Billing Procedure and Follow up
Patient Scheduling and Registration
Star Billing Solutions provides customized patient scheduling and registration process that works the way you want it to work by providing:
- Personalized schedule templates and appointment types
- User-defined schedule views – by appointment type, location or provider
- Customizable welcome email for new patients
- Automated phone and email appointment reminders and confirmations
Insurance information of every new patient sent to us is verified and updated as follows:
- Receive patient schedules from the hospital via fax, email or EDI
- Verify patients’ insurance coverage
- Contact patients for additional information
- Update the billing system with eligibility and verification details including member ID, group ID, co-pay information, coverage start and end dates, and so on
Star Billing Solutions has put in place an expert team of highly credentialed and experienced coders. All our coders are AAPC certified, have a minimum of five years of experience and are continually working to stay on top of latest changes in the industry. Leveraging this vast repository of expertise, we can provide following medical coding outsourcing services.
- Offshore coding audits
- HCC medical coding
- HCPCS, ICD -10 and CPT-4 Coding
- Payer specific coding services
- Chart Audits and Code Reviews
Demo and Charge Entry
Once the insurance verification process is completed and respective codes for diagnosis are assigned, our healthcare billing team moves to the next phase of creating medical claim process that adhere to rules pertaining to specific carriers and locations. Claims are usually created within a period of 24 hours.
- Medical Claims Audit – The claims are then put through a series of rigorous auditing sessions, which involves extensive testing at various levels. The completed claims then go through the second round of examination for validation of information, including correctness of procedures and diagnoses codes. Only those claims that are error-free go to the next step.

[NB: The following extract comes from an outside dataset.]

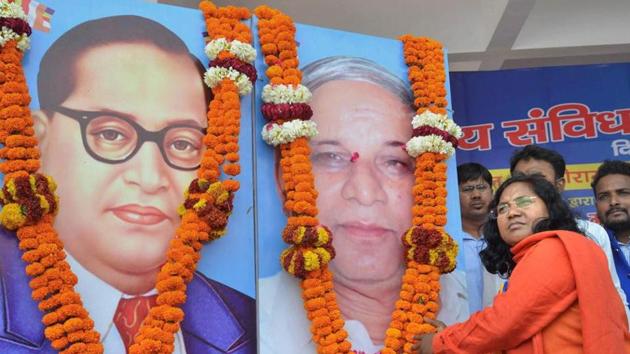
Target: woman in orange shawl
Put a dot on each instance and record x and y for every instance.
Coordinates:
(560, 298)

Claim Transmission and Working on Clearing House Rejections
Once the charges are created and their correctness is established, they are filed with the payer electronically. At the clearing houses, the accuracy of information contained in the claims is validated and a report is sent back within 24 hours in case of any inconsistencies. Once we get the report, the inaccuracies in the claims will be rectified and within next 24 hours’ error-free claims will be resubmitted to the insurance company.
Our experienced team of medical billing and coding experts can carry out all payment posting process including:
- Payment Posting from Explanation of Benefits (EOBs) to Patient Account
- Indexing of EOBs to patient account
- Analysis of EOBs for under-payment or over-payment
- Reconciliation to Match Payment Posting to Actual Deposits
We track every claim that is denied and present it in a manner that allows fast identification of trends. With this kind of powerful intelligence in hand, we can dramatically drive up the first-time claim acceptance rate and stop the torrent of claim denials.
Some of the key functions of our denial management process are as follows:
- Identifying the root cause of denials – We identify and interpret patterns to quantify the causes of each denials
- Supporting accurate workflow priorities – We collect every piece of information related to denied claims, including status, escalation and correspondence with payers, which will be very helpful in streamlining the recovery process
- Providing timely and accurate statistics – We provide accurate analytics and reports that can go a long way in preventing future denials
Rejected Medical Claims for Appeals
Appeal plays an important role in the RCM cycle when a claim gets denied or underpaid. Before filing an appeal, it is important to evaluate the claim to determine whether it is worth spending the time and money. At Star Billing Solutions our well trained RCM specialists review every intricate denial and understand the possibilities of an appeal to ensure they are cost effectively resolved and most importantly ensuring that we give priority and act within the specific appeal time frames of each insurance so that our efforts are not exhausted and would result in revenue that would benefit both the provider and the biller.
Some of the key denials that our team reviews towards resolution are:
- Timely Filing
- Inclusive Denial
- Non-Covered Service
- Reduced payment
- Medical Necessity
- No authorization
- Avoiding out-of-timely filing
- Analyzing the effectiveness of the resolutions
- Identifying business process improvements to avoid future denials
AR FOLLOW UP
Here our team of accounts receivable management experts rigorously tracks all unpaid insurance claims that pass the 30 days’ bucket and ensure that they are collected, thereby greatly reducing accounts receivable (AR) days. They also ensure that all underpaid claims are processed and paid correctly by the insurance payer, while making sure that all the denied claims are appealed in time.
Patient Follow-Up/Patient Statements
We approach patients regarding pending balances that are due after the claim is processed. Those that receive no responses are moved to collections and the client is notified to take further action.
This is the final and most important step in the medical billing cycle, wherein we persistently follow-up with patients for final settlement of payments and get the job done within the shortest possible time.